Rather than address global imbalances and inequality, oppression and grinding poverty, which force the majority of the world’s migrants to become uprooted, too many politicians are complicit in the vilification of migrants, “talking tough” on immigration and introducing ever more restrictive or punitive migration policies.
Migration can also produce humanitarian disasters. The most recent tragedy in Lampedusa, in which, amongst others, 270 Syrian migrants perished, is only one example of what is happening in all regions of the world. Such incidents are not only shocking due to the loss of life and, in some cases, local indifference, but because they show just how frantic many migrants are to escape regardless of the cost. Drowning for them was the last chapter in a history of degradation, misery, and desperation. Their migration was not chosen, but dictated by the consequences of global and local policy failures in many areas, including development, jobs, human rights, social protection, and quality public services, which have robbed people of opportunity and hope. Those failures have meant the loss, for far too many, of their effective right not to migrate.

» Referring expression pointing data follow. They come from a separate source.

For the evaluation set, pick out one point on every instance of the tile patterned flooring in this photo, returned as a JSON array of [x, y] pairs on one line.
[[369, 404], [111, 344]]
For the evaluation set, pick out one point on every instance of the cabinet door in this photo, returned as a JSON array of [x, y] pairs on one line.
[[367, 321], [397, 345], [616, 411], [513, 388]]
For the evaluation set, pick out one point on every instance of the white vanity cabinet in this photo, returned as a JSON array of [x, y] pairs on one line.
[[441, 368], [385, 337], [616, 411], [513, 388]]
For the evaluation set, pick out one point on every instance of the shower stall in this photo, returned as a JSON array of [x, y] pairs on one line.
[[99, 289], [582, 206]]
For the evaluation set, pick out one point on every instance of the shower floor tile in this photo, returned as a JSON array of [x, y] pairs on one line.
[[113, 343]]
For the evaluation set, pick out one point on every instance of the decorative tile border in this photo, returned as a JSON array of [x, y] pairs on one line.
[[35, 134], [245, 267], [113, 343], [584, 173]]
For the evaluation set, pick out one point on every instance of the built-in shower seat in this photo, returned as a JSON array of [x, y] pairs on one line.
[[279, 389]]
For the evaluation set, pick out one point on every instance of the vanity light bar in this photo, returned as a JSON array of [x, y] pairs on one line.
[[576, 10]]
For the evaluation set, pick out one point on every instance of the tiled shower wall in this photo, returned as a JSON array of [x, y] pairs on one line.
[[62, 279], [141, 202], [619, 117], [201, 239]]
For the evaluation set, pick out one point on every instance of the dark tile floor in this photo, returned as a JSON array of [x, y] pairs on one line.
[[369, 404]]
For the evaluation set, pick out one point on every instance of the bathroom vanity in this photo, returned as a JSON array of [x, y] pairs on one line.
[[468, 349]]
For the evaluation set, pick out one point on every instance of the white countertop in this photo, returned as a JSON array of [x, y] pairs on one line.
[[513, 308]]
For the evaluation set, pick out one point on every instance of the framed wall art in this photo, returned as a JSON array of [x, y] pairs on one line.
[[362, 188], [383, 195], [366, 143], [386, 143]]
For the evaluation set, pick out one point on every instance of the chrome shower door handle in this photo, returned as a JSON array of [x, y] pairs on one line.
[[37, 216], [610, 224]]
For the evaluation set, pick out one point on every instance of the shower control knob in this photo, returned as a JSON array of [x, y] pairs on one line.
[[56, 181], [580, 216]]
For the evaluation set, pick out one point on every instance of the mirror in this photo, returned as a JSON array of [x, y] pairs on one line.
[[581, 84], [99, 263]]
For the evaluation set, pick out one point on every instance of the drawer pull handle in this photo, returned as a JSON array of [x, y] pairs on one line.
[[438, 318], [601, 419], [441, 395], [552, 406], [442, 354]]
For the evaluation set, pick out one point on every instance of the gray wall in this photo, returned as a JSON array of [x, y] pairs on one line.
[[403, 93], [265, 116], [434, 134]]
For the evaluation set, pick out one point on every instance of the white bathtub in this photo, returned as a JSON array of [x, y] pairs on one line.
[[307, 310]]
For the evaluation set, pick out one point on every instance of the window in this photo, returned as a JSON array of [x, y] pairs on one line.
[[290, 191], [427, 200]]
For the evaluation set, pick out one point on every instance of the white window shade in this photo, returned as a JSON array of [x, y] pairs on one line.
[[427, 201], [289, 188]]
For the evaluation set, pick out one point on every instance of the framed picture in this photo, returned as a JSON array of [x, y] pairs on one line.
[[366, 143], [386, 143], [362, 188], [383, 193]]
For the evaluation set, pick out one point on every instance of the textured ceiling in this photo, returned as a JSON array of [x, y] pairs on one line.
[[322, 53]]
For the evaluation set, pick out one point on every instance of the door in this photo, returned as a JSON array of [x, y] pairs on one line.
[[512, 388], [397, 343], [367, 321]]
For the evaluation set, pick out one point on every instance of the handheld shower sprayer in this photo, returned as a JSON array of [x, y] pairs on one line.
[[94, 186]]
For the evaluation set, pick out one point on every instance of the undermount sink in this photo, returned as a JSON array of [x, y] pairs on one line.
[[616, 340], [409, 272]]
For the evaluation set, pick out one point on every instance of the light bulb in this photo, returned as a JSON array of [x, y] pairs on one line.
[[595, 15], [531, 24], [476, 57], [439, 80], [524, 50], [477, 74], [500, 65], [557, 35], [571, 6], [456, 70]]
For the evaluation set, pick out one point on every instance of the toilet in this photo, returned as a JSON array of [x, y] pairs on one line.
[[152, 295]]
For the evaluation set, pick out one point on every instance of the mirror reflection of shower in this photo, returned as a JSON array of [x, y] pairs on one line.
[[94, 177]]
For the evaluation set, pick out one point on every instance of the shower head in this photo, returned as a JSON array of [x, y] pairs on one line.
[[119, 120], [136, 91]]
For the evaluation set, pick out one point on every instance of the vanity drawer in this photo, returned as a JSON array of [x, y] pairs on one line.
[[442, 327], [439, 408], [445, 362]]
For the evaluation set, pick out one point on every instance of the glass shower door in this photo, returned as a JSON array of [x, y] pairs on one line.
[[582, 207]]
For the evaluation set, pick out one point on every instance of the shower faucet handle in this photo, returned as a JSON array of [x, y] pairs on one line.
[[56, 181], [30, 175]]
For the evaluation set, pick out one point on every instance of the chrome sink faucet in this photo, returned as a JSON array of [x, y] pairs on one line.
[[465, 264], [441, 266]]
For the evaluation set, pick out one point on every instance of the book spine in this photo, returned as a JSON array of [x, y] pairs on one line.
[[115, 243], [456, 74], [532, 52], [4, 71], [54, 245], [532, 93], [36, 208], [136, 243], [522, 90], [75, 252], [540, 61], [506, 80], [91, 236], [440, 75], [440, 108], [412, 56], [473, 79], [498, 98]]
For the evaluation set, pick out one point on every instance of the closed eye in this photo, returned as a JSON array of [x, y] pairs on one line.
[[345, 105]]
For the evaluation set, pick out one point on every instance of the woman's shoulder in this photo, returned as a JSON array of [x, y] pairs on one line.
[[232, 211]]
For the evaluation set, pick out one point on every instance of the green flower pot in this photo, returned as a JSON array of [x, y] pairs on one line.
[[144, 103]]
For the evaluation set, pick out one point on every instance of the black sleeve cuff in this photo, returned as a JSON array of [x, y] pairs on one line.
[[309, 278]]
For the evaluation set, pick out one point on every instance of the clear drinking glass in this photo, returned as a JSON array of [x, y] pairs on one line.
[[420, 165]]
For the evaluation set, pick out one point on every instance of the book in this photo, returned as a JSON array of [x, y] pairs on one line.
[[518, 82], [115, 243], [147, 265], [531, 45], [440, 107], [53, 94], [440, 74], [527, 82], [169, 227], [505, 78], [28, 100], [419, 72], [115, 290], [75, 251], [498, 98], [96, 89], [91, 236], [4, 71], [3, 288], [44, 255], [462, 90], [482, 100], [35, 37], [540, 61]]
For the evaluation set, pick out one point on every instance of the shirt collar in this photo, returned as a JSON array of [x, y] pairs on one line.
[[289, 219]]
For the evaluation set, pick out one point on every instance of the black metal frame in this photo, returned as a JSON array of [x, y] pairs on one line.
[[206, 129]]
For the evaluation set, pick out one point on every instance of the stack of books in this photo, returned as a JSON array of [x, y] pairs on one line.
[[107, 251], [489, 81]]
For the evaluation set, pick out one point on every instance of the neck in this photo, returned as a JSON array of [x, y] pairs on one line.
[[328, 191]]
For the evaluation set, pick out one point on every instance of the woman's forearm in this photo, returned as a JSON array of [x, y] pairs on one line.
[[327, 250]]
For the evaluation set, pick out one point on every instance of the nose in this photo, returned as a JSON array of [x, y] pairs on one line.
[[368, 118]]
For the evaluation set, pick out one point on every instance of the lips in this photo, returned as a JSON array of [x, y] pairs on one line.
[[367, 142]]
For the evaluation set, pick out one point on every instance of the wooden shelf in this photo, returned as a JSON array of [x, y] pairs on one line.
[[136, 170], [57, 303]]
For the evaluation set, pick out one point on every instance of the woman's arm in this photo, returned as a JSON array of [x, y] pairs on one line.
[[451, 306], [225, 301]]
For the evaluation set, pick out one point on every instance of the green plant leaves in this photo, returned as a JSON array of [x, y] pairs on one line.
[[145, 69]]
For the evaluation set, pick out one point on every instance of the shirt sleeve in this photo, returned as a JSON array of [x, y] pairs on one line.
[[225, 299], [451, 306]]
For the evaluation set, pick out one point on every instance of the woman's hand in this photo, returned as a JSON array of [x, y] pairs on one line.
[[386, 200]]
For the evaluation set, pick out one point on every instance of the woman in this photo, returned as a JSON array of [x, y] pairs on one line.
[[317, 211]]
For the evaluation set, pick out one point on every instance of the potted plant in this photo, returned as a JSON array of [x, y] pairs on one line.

Ninety percent of the world’s 232 million migrants leave home in search of work. That is why workers’ rights are so central to migration. The lives of migrant workers are often constant struggles for respect and human dignity. They are subject to serial rights violations, from recruitment agencies, to local agents, to government agencies, to employers, to local citizens. This chain of oppression often places migrant women, who make up nearly fifty per cent of international migrants, in particularly cruel and humiliating circumstances.
Global Unions draw particular attention to the situation in Gulf countries, such as Qatar, where migrant workers form the majority of the workforce, yet are denied the most basic of rights, including freedom of association and the right to collective bargaining.
However, even in countries that, on paper, respect human rights, including trade union rights, migrants are often concentrated in precarious work. For such “disposable” workers, even the right to struggle is beyond reach. Freedom from fear and access to basic human rights is often difficult or impossible to obtain.
On International Migrants’ Day, Global Unions call on Governments to:
- Recognise the contributions of migrants to all forms of development (social, economic, cultural, etc.), including quality public services;
- Ensure equal treatment of migrant and local workers, including equal working conditions and access to social protection ;
- Provide that all work is performed under an appropriate legal framework where the rights of workers can be protected and where workers have access to justice;
- Ensure that the right of migrant workers to form or join trade unions and to bargain collectively is provided for by law and respected in practice;
- Provide decent work for all;
- Act to counter racism and xenophobia.
- Ratify and implement the International Labour Organization (ILO) Conventions 97 and 143 and ILO Convention 189 on Decent Work for Domestic Workers, , the United Nations Convention on the Protection of the Rights of All Migrant Workers and Members of Their Families and all other human rights conventions, including the Convention on the Elimination of All Forms of Discrimination against Women (CEDAW); and
- Support a leading role of the ILO in the development of a system of coherent, global governance of migration.